In 1950, the United States defeated England 1-0. Sixty years later, they will meet again, but will the result be the same as it was in Bello Horizonte, Brazil? England has been enlightened by Italian coach Fabio Capello and hopes to win its second World Cup, the first one occurring in 1966. Joining them is Algeria, who battled Egypt to win Africa’s last ticket and has not attended a Word Cup since 1986. And Slovenia, after booting Guus Hiddink’s Russia out of World Cup contention in a hard fought playoff, will battle the United States for that second spot in the group. Considering Charlie Davies will not play the World Cup, the States’ aspirations are difficult. The game against Slovenia will be vital and will determine second place.

Group D: The Balanced One

With three championships in its repertoire, Germany intends to dominate this group. It will probably be the last World Cup for players like Michael Ballack and Miroslav Klose, but Germany is always a championship contender. They are joined by Serbia, who attended the last edition of the World Cup as Serbia and Montenegro. The other two teams that comprise the group are Australia, who advanced to the Round of 16 in 2006, and Ghana, the best African national team in the last World Cup. Expect Germany and Ghana to advance to the next round.

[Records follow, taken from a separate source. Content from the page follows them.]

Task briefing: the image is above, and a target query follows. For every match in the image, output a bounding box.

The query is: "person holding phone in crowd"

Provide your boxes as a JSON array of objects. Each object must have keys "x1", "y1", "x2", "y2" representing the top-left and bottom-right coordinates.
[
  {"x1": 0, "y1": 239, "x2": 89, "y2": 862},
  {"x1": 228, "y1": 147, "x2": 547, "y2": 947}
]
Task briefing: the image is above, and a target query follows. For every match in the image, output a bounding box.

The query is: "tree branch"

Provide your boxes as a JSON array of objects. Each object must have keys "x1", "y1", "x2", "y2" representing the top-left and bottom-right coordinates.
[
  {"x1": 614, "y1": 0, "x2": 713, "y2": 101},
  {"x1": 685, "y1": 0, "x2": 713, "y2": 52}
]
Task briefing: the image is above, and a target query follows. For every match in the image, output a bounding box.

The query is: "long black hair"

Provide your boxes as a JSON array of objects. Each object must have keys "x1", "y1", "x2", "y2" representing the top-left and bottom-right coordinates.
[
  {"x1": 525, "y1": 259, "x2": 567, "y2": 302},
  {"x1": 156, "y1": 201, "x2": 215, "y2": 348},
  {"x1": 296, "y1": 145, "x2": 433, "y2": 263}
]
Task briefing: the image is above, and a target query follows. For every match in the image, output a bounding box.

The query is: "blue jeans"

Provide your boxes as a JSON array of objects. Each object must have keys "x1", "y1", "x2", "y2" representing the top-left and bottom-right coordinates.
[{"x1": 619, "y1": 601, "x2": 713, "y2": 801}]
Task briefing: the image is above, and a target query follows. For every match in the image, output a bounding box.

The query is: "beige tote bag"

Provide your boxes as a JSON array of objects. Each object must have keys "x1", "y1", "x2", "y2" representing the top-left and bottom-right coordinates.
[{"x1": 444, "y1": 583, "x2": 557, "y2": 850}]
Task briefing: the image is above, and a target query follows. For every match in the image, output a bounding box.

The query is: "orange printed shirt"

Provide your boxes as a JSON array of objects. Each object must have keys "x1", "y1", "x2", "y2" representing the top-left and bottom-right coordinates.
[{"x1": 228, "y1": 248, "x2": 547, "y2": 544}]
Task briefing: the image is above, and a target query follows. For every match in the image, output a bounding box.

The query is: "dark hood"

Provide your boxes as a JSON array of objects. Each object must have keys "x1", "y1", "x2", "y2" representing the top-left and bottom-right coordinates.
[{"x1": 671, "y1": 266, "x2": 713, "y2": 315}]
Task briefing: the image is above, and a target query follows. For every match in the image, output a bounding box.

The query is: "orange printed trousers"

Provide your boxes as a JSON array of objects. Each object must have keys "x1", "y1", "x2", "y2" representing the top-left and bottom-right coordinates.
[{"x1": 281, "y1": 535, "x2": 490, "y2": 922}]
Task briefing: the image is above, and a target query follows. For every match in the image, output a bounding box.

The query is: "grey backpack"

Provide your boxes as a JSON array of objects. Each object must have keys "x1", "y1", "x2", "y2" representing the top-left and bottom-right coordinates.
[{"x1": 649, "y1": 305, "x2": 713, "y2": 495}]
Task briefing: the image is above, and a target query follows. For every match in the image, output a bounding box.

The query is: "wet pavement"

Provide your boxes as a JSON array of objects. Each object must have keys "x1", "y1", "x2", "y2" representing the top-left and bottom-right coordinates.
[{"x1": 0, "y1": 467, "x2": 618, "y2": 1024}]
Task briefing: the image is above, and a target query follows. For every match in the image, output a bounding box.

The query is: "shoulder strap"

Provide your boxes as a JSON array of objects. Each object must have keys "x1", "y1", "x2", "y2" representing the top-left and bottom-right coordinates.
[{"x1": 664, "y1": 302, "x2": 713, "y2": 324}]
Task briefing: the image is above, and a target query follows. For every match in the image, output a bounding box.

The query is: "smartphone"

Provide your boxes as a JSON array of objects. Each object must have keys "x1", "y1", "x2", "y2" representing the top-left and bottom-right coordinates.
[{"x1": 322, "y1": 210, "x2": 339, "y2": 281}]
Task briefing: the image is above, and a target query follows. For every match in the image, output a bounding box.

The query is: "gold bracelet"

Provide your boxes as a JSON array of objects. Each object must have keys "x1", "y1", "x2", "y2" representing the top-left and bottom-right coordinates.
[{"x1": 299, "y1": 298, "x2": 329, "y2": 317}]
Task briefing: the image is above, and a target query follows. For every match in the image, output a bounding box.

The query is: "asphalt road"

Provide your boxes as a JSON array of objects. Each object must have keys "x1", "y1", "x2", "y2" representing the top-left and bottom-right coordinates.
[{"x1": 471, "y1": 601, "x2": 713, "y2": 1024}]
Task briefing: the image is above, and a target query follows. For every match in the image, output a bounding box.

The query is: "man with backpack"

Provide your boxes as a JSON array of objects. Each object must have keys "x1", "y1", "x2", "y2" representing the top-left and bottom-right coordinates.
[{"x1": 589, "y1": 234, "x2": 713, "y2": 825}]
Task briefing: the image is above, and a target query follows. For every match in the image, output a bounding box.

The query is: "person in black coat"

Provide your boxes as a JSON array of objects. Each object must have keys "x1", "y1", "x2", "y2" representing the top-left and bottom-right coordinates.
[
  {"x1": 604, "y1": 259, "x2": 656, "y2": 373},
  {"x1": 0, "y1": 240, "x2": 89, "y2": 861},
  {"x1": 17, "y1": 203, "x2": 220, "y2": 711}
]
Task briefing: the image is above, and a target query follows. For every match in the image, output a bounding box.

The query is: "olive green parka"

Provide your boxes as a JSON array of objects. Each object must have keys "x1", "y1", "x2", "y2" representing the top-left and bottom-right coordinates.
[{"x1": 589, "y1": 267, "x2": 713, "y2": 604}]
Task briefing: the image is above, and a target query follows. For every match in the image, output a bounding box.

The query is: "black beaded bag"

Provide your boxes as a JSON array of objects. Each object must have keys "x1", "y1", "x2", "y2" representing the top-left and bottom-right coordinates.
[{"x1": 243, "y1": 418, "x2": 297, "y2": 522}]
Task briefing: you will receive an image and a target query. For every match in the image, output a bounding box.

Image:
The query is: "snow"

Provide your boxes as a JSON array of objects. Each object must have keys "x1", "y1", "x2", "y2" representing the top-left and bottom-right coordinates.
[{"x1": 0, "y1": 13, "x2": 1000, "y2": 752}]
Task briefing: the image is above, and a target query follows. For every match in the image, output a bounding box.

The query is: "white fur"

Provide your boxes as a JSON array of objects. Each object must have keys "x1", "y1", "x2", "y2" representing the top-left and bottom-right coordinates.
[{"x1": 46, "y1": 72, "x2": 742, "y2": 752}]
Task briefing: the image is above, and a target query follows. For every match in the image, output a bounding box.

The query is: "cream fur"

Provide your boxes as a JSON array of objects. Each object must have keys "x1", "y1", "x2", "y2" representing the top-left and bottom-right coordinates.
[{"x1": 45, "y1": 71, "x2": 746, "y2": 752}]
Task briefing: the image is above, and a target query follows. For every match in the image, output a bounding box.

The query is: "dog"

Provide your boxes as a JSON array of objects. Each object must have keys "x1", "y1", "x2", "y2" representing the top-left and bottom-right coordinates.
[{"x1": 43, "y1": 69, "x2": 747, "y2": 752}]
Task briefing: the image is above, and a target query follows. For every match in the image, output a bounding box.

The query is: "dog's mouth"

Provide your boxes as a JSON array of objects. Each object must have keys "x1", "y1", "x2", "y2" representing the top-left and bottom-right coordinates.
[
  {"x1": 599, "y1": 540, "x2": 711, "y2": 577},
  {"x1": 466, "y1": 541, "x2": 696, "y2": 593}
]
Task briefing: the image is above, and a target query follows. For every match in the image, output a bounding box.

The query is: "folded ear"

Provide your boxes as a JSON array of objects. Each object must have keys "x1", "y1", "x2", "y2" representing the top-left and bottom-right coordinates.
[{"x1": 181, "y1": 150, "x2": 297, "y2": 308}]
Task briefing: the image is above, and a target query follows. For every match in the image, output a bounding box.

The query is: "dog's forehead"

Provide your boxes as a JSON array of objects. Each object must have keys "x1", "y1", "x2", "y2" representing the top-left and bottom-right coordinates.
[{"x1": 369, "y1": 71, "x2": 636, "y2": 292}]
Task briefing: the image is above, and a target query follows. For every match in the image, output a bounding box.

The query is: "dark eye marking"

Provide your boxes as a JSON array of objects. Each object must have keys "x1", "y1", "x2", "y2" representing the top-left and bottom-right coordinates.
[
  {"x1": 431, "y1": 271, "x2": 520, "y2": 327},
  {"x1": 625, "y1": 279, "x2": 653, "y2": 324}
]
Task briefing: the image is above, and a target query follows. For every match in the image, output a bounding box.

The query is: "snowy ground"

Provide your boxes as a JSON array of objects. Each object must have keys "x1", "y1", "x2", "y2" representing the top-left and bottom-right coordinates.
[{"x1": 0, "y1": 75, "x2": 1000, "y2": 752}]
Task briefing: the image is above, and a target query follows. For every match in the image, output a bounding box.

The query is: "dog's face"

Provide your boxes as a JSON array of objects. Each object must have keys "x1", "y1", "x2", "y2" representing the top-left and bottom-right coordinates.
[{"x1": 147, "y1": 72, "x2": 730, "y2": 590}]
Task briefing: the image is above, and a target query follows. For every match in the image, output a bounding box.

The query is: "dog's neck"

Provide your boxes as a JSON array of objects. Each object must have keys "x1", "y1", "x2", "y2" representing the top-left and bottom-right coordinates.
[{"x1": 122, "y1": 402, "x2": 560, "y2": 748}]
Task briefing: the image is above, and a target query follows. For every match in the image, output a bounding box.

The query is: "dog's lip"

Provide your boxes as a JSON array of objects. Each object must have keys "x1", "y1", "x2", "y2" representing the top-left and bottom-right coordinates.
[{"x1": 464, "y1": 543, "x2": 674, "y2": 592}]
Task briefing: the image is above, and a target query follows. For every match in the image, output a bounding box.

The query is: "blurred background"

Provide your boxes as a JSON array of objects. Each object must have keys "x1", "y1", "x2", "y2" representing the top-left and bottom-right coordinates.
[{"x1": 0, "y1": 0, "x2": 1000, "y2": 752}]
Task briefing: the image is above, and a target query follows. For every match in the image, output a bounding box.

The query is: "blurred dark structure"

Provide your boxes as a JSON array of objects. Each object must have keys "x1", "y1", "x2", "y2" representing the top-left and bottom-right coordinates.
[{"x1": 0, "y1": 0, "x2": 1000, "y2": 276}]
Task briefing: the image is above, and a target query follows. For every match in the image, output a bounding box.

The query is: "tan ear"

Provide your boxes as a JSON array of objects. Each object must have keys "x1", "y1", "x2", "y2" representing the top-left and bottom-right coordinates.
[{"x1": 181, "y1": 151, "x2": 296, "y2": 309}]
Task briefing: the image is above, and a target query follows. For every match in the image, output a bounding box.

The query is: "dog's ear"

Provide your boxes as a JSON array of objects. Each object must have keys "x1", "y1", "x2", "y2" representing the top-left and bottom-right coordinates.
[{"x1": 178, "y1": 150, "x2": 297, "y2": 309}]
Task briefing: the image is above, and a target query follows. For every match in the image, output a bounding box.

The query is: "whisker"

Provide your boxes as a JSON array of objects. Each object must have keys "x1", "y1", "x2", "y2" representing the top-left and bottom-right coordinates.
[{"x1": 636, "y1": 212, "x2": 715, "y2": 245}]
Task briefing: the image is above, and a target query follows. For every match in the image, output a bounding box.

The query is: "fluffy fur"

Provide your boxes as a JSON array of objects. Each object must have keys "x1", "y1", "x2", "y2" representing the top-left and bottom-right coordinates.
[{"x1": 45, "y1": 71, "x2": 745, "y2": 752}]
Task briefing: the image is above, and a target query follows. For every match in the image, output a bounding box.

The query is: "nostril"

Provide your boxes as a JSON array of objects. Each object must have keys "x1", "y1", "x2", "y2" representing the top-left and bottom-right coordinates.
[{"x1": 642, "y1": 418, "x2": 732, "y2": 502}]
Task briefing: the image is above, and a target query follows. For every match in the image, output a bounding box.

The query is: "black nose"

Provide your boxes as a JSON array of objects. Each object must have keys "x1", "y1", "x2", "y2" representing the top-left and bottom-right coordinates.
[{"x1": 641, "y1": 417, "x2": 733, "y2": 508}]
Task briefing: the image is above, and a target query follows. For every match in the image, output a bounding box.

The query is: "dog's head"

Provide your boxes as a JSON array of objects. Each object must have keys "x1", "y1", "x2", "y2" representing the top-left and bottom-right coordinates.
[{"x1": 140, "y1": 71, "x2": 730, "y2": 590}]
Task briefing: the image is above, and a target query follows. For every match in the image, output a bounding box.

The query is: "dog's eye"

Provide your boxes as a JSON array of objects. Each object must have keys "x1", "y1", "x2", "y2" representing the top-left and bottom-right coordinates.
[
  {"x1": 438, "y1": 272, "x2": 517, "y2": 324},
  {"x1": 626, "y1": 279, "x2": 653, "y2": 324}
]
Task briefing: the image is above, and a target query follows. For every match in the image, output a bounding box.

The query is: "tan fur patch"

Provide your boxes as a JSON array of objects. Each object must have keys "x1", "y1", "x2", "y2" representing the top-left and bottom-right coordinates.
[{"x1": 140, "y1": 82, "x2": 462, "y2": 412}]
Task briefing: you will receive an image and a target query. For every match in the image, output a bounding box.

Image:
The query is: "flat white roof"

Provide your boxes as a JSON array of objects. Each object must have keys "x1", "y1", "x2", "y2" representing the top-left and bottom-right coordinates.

Group E: Dutch on the Doorstep

The Netherlands have disputed two finals and lost both: one in 1974 against Germany and again in 1978 against Argentina. The Dutch were the first ones to qualify to the World Cup and finished undefeated in the qualification stage. The “tulips” are accompanied by lucky Denmark, who prevented Sweden from making its third straight World Cup appearance and forced Portugal to play a playoff. Samuel Eto’o and Cameroon return to the grand stage after missing the 2006 World Cup, and Japan will try to advance to the Round of 16 like it did in 2002. The Netherlands should be accompanied by Cameroon to the next round.

Group F: Bello for Italy

Italy won’t really be tested until it plays the Round of 16 game. The defending champs seem to have an easy group, and its only serious opponent could be Paraguay, who finished second in CONMEBOLs qualifiers and has a core of players who are regarded as the best in history.

Joining them will be Slovakia, making its first World Cup appearance, and New Zealand, who is making its second. Without a doubt, Italy and Paraguay should have this group in the bag.

Group G: The Group of Death

In a press conference held in Madrid, Kaka baptized this group as the “group of death”. Expect fireworks when Portugal plays Brazil. Though Portugal has in its starting 11 the second best player in the world in Cristiano Ronaldo, Ivory Coast has the upper hand to advance alongside Brazil to the next round. Ivory Coast is one of the strongest of the African nations and is favored to at least reach the quarterfinals. The last memberof the group, the Democratic People’s Republic of Korea, will make its second World Cup appearance since 1966. Brazil and Ivory Coast should advance to the Round of 16.

Group H: La Furia Roja’s Golden Generation Intends to Make a Statement

Spain’s golden opportunity has come, and it is imperative to dominate the group stage. This group is also called the “se habla español” group, for Spain is joined by Honduras and Chile. The last member is Switzerland. Honduras is making its second World Cup appearance since 1982, in which it played a game against Spain and tied 1-1. Chile, coached by Argentinean Marcelo Bielsa, will return to the World Cup after its appearance in 1998. Spain and Chile should complete the list of the world’s 16 elite.